Josh Frank has done an enormous amount of research, tracking down the elusive scenario ... Frank's work pays off ... The magic of two very different temperaments, Dali's and Harpo's, is both jarring and delightful, surrealism delivered with a broad wink and a tip of the cigar, Groucho Marx style. The creative team behind this book have risen to the challenge and created something completely unique: a graphic novel based on a surreal/slapstick film that was never made. That in itself is quite an accomplishment. Dali and Harpo would applaud their efforts.
Judged on its own merits, Giraffes on Horseback Salad is bizarre but successful—in part because the talents of Frank and Heidecker, Dali’s surrealism, and Marx Brothers comedy blend nearly seamlessly, with impeccable delivery of jokes about lobster phones, taxis with interior rain systems, and the like. An assortment of extras includes original sketches and photos, completing a book that should satisfy fans of Dali or the Marx Brothers, or anyone looking for something completely outside the norm.
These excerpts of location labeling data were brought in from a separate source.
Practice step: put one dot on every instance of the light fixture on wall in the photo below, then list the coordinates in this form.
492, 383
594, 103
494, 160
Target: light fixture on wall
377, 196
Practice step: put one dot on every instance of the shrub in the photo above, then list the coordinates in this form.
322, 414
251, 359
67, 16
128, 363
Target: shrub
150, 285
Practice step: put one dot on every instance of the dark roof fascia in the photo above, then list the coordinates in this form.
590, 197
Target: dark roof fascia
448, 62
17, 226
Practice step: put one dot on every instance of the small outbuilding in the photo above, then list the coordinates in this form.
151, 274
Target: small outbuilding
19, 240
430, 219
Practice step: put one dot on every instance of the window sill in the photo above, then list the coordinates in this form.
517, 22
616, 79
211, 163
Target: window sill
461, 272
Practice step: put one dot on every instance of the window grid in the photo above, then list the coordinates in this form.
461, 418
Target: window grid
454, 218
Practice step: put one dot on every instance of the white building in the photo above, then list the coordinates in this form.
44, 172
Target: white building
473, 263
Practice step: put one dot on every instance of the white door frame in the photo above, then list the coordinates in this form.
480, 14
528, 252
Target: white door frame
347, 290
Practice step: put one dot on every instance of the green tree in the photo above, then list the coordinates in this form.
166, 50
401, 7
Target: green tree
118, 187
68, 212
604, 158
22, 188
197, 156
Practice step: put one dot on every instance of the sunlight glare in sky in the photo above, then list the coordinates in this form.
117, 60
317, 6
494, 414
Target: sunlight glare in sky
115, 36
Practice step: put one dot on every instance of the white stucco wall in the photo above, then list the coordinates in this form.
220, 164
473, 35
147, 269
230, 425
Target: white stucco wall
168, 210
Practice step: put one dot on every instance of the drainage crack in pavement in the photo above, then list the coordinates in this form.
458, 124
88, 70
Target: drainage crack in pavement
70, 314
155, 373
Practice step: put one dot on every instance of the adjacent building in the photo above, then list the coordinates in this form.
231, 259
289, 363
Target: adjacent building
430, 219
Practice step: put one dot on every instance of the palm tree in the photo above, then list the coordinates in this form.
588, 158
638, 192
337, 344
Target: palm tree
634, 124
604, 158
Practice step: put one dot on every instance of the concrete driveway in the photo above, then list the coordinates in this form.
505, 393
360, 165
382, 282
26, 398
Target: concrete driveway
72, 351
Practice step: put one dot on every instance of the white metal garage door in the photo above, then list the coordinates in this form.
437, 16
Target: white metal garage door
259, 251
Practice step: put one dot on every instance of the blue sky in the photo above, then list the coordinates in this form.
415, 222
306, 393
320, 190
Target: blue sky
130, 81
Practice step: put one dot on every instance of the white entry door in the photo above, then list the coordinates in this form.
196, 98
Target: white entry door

A sense of marvel persists throughout the book. Introducing the graphic novel is a childrens’-book-like narrative — meaning, slender blocks of texts with elaborate illustrations adorning either the margins or the lower half of a page — detailing how Dali came to America and became friendly with Harpo Marx ... The pages illustrated by Spanish artist Manuela Pertega are, for lack of a better term, frame-worthy ... Even though the writers Frank and Heidecker are witty and irreverent while making sense of both Dalí’s worldview and the Marx brothers’ dynamic, their text interrupts, almost disturbs the sheer beauty of Manuela Pertega’s work. What’s written on the page, in all its screwball and vaudevillian glory, can be quite overwhelming to the reader, making the choice, as their eyes focus on text or image or design, tricky and exciting.